“In our beforehand 20s we don’t always make the best decisions. For most of us, those decisions aren’t catastrophic,” broke Ryan Wibberley, CEO of CIC Wealth in Rockville, Maryland.
For players in the National Football Conspire, it’s a different story.
“It’s very common to spend recklessly,” said bygone NFL tight end Steve Maneri. “It’s really hard as a young athlete; you don’t in reality understand the value of a dollar.”
For that reason, nearly 80 percent of put ones feet up NFL players go broke in their first two years out of the league, according to Sports Illuminated.
Mario Henry was one of them.
“I wasn’t a marquee player, I was let go before my third year so I didn’t temper for a pension. Guys like me go in and out,” he said. “I spent two years in the NFL and four to five years taxing to get back in the NFL. My money ran out.”
Henry signed with the Patriots in 1994 and performed on to play for Buffalo. He said he was making about $107,000 a year.
“When my craft was finally over and I gave up on the NFL, I was broke,” Henry said. “I saw that my teammates, plane the ones that were making a lot more than me, were also ruined.”
To avoid that same fate, Maneri, who played for the Kansas Municipality Chiefs, Chicago Bears, Tampa Bay Buccaneers, New England Patriots and New York Jets, sided up with Charles Princiotto, a vice president of wealth management at Battery Estate Financial Partners, an advisor he could trust.
Together, they came up with a map to save 60 percent to 70 percent of his income and invest in stocks, ETFs and complementary funds.
That became crucial when his career ended and Maneri all in a year and a half with no income at all, which is common among take to ones bed players.

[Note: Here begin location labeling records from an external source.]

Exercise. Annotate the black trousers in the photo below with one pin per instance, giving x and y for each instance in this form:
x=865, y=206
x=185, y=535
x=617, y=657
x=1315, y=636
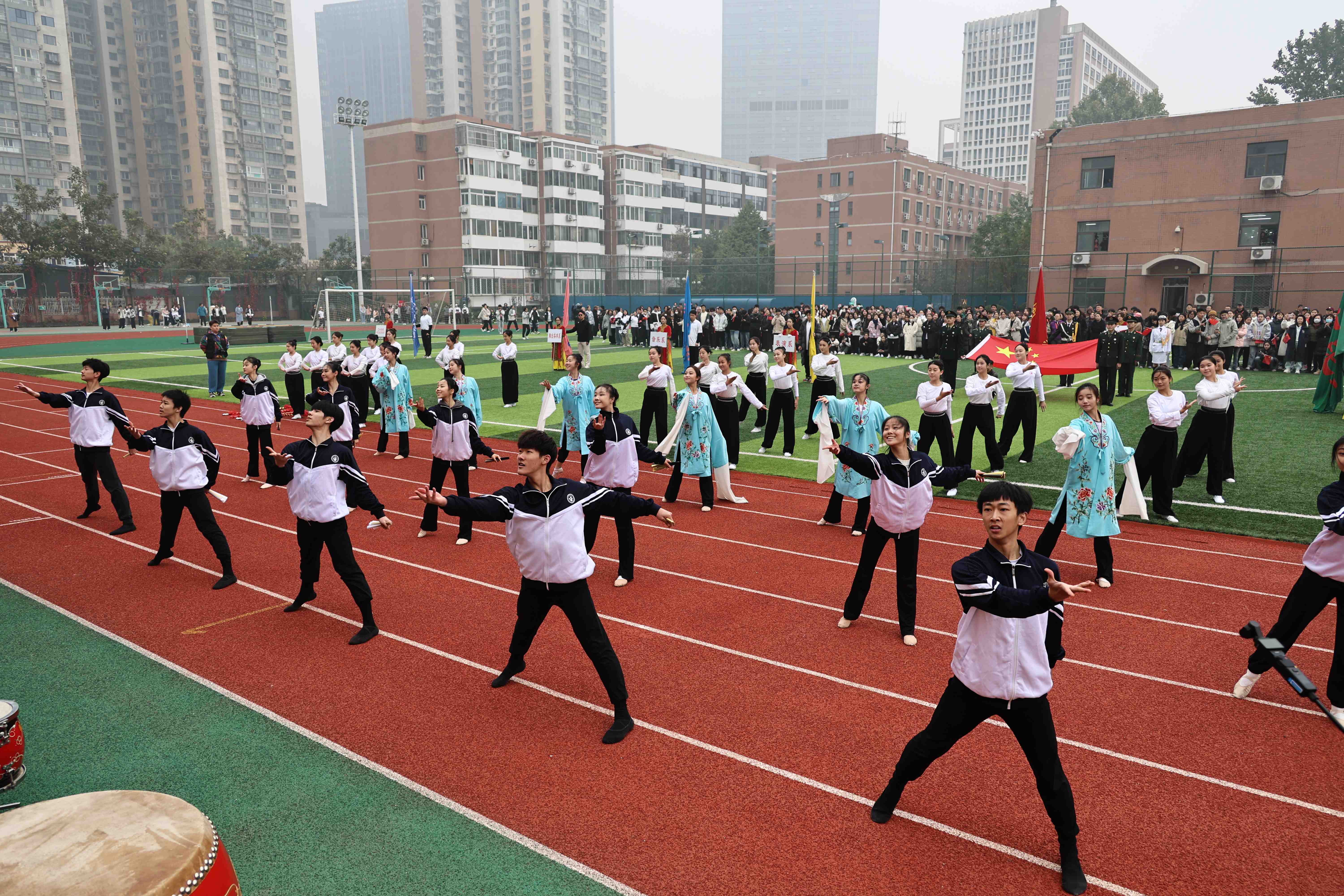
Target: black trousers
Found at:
x=908, y=567
x=259, y=440
x=295, y=390
x=782, y=409
x=960, y=711
x=979, y=417
x=654, y=410
x=821, y=386
x=95, y=463
x=937, y=428
x=197, y=503
x=439, y=469
x=861, y=514
x=1101, y=545
x=537, y=598
x=756, y=382
x=509, y=382
x=360, y=388
x=1206, y=439
x=335, y=535
x=1157, y=460
x=1310, y=596
x=726, y=413
x=1022, y=412
x=675, y=488
x=624, y=539
x=1107, y=383
x=404, y=443
x=1127, y=379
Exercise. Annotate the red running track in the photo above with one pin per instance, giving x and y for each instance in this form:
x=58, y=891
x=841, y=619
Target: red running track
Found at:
x=665, y=815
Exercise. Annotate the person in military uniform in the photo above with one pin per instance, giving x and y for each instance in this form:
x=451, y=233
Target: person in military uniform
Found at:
x=1131, y=353
x=1108, y=359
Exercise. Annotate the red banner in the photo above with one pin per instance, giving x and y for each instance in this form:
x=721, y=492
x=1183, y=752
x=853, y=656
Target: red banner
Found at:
x=1065, y=358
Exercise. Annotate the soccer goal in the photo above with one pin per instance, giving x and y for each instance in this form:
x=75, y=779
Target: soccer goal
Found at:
x=345, y=307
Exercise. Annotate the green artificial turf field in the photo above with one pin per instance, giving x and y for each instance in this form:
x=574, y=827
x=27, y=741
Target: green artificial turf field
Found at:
x=1276, y=487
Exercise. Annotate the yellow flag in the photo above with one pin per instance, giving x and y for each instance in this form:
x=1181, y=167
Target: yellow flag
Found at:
x=812, y=331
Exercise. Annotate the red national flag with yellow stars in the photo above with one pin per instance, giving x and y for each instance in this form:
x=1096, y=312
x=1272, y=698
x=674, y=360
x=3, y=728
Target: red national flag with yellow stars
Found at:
x=1065, y=358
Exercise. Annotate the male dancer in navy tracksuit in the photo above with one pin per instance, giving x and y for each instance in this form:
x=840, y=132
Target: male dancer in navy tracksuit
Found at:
x=95, y=413
x=545, y=534
x=321, y=479
x=1009, y=640
x=185, y=464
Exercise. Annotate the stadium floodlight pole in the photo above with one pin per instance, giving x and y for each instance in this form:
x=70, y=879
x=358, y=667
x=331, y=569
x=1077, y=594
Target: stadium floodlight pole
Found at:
x=354, y=113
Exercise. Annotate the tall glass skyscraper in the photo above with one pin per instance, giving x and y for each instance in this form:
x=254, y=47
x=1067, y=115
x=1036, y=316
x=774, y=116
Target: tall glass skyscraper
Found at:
x=364, y=52
x=798, y=73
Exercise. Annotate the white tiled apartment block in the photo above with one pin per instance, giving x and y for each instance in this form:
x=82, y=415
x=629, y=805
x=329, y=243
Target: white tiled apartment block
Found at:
x=1021, y=73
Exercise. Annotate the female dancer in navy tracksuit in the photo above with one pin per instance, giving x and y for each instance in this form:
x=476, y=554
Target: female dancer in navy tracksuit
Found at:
x=615, y=454
x=902, y=493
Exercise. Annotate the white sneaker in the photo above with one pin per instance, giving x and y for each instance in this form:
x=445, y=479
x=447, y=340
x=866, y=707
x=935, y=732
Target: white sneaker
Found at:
x=1244, y=686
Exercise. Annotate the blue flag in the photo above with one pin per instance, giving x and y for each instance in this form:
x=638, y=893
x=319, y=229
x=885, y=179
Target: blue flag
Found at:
x=415, y=318
x=686, y=324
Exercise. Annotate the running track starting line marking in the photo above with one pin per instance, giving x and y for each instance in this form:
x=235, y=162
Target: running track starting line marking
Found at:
x=444, y=801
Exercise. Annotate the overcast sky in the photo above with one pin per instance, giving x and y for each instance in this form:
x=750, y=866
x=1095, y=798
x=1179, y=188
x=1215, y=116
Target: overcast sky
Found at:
x=1204, y=54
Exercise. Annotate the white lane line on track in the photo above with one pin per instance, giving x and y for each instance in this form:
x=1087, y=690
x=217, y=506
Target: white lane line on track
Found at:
x=851, y=563
x=573, y=864
x=474, y=816
x=779, y=664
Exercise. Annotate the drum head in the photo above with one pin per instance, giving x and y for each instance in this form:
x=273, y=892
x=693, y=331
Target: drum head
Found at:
x=114, y=843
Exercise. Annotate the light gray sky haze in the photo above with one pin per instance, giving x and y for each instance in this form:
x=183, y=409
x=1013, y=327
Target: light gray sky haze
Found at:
x=1204, y=54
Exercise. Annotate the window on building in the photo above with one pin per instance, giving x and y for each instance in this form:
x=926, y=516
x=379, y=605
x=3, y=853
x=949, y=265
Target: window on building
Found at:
x=1259, y=229
x=1099, y=172
x=1093, y=237
x=1267, y=159
x=1091, y=291
x=1253, y=291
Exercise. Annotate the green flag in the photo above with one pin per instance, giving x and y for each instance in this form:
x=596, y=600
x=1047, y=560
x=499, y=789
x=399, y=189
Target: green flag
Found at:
x=1329, y=392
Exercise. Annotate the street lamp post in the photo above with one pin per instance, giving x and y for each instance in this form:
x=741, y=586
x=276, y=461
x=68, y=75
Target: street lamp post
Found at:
x=354, y=113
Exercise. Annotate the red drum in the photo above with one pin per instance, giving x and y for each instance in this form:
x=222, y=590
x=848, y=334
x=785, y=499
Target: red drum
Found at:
x=114, y=843
x=11, y=746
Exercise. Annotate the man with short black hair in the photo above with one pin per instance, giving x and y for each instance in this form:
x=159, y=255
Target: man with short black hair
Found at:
x=545, y=531
x=95, y=413
x=185, y=464
x=1009, y=640
x=325, y=483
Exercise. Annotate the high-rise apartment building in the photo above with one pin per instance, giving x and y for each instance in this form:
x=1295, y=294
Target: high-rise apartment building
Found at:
x=1019, y=74
x=364, y=52
x=533, y=65
x=798, y=73
x=190, y=105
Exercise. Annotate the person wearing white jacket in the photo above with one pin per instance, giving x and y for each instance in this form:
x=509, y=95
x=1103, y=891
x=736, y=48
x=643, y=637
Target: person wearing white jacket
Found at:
x=1009, y=640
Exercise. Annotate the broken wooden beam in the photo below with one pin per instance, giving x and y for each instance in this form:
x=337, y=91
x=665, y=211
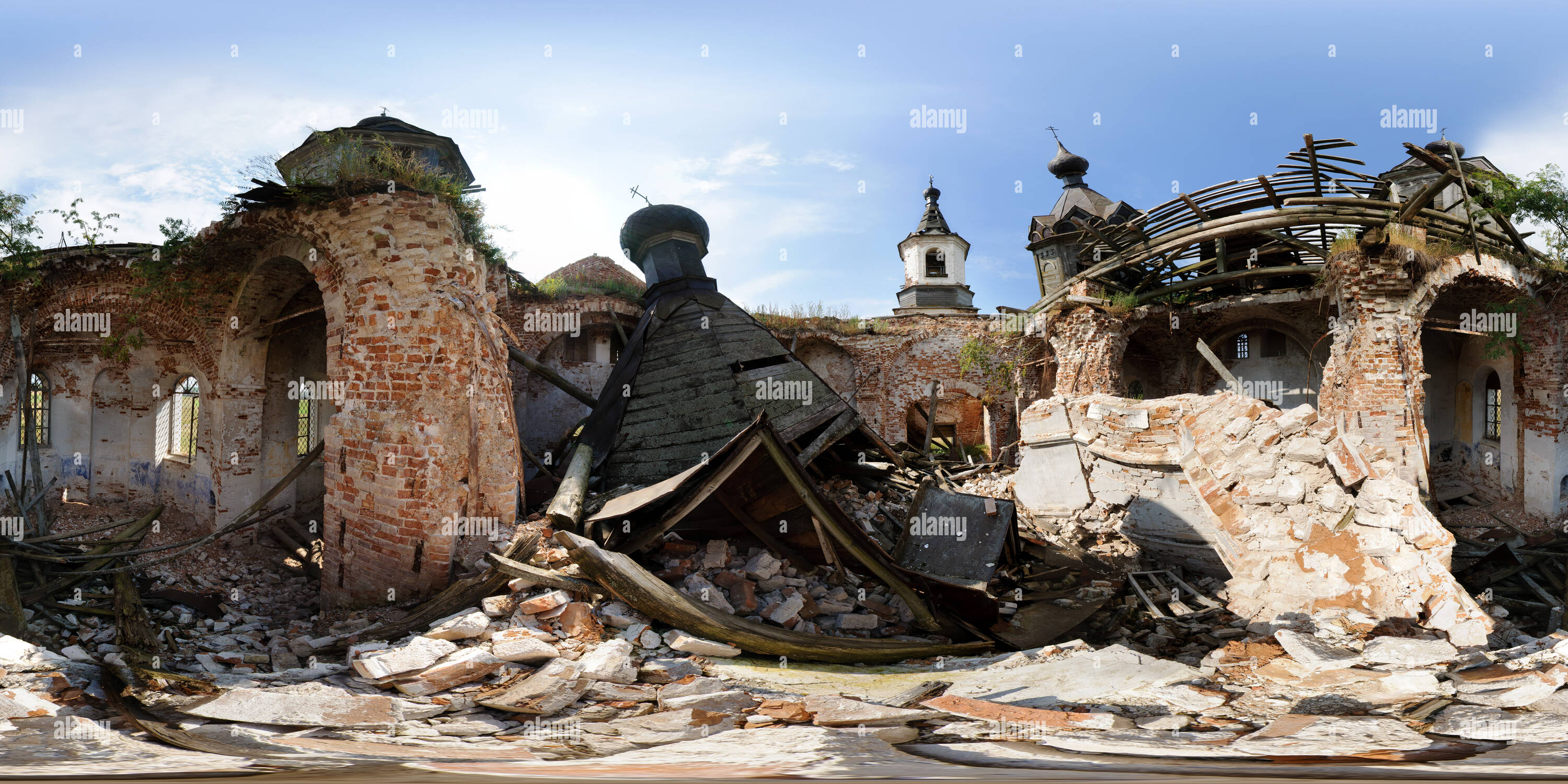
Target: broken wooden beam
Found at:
x=658, y=599
x=552, y=377
x=1424, y=197
x=11, y=618
x=1194, y=207
x=135, y=532
x=923, y=614
x=567, y=507
x=676, y=513
x=836, y=430
x=1225, y=374
x=543, y=576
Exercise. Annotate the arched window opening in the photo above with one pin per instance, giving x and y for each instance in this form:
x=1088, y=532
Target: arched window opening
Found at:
x=37, y=403
x=309, y=427
x=1493, y=407
x=184, y=418
x=935, y=264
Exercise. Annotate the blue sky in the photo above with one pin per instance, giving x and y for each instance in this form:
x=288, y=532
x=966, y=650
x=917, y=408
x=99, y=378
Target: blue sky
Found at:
x=772, y=134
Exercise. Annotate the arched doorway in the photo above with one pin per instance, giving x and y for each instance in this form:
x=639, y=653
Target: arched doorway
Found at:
x=298, y=399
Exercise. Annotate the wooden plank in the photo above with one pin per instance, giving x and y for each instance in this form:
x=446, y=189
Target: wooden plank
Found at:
x=1293, y=242
x=1423, y=198
x=808, y=493
x=543, y=576
x=552, y=377
x=1311, y=157
x=1219, y=367
x=841, y=427
x=567, y=507
x=1238, y=275
x=1274, y=198
x=134, y=534
x=11, y=620
x=1194, y=207
x=930, y=419
x=651, y=534
x=658, y=599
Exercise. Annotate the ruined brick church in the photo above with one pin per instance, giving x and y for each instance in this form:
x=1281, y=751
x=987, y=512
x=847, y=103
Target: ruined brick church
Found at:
x=369, y=333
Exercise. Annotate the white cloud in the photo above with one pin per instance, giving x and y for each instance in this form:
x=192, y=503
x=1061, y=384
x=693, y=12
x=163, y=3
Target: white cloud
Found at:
x=838, y=160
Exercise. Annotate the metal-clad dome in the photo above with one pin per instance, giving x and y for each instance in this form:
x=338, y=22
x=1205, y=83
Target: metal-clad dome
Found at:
x=659, y=218
x=1067, y=164
x=1442, y=148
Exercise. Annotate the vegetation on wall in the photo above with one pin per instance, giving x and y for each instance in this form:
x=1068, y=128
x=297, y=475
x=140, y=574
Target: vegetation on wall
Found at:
x=999, y=360
x=816, y=316
x=21, y=255
x=355, y=165
x=1540, y=198
x=557, y=287
x=1503, y=344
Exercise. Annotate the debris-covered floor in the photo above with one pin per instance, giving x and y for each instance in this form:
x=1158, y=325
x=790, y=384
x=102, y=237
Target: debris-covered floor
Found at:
x=567, y=662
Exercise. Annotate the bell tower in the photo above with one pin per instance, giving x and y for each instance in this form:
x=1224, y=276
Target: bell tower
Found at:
x=933, y=267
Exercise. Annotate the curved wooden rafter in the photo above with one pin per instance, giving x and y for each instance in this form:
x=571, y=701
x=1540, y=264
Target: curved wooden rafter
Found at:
x=1278, y=226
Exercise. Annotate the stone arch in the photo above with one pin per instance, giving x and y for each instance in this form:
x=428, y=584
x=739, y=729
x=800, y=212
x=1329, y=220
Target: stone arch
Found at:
x=1288, y=382
x=921, y=360
x=1452, y=360
x=587, y=361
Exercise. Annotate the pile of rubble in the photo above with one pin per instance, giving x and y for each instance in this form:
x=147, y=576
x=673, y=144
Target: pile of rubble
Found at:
x=759, y=587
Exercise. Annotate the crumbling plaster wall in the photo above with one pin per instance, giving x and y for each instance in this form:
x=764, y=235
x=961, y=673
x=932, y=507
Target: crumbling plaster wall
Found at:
x=1376, y=377
x=106, y=416
x=546, y=411
x=1302, y=518
x=888, y=372
x=422, y=383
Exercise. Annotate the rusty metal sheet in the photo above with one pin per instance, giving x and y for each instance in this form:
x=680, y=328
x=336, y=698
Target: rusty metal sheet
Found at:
x=952, y=538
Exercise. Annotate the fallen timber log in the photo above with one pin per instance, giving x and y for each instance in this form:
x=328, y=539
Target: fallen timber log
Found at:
x=637, y=587
x=91, y=568
x=457, y=596
x=567, y=507
x=543, y=576
x=1341, y=211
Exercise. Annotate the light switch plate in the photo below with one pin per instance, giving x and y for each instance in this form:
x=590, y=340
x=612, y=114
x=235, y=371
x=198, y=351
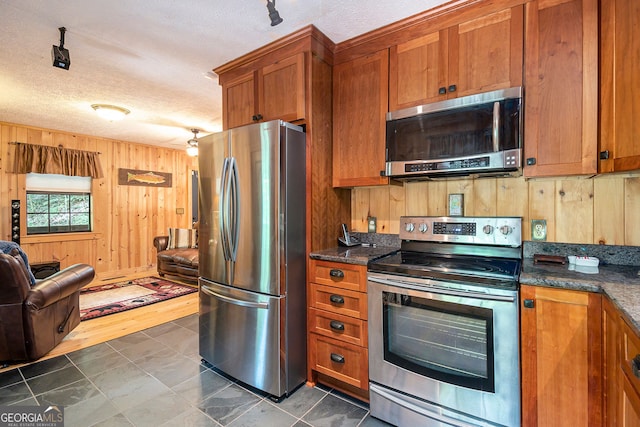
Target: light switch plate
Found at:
x=539, y=230
x=456, y=204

He has since started a second act as a commercial real estate force in New York.
To protect yourself and your retirement, it’s important that you cotton on to the type of advice you’re getting when you meet with your advisor. Here are the key doubtfuls you should ask.
Former NFL player Patrick Kerney is another exception. After 11 years with the Atlanta Falcons and the Seattle Seahawks, the Pro Trundle player socked away the bulk of his income mostly by spending conservatively and deterring away from too-good-to-be-true investment opportunities.
After Kerney got, he earned an MBA from Columbia University and went on to give financial counsel to other NFL players.
“When we are in our 20s we are full of testosterone and full of a pride and for us to say ‘I don’t remember,’ it’s hard to do,” Kerney said. “Not many men can say that.”
“One-hundred percent of us should be struck by an annual surplus and we need to get educated on what to do,” he said. “Don’t let ignorance be your degradation.”
“For an athlete, they’re making more at that point than they’ll set up in the rest of their life, and they don’t have the chance to recover. They’ll in no way have a chance to make that money again,” Wibberley guessed.
“What I would tell any athlete: Get help from a financial angle, a lawyer, an advisor or even a parent,” he said.
It’s very important for people to “encircle themselves with a good team so you have some checks and equilibria,” said Ken Nolan, a managing director at CBIZ MHM in New York, which take ins an accountant and an attorney who are independent from each other.
“And that’s not good limited to athletes.”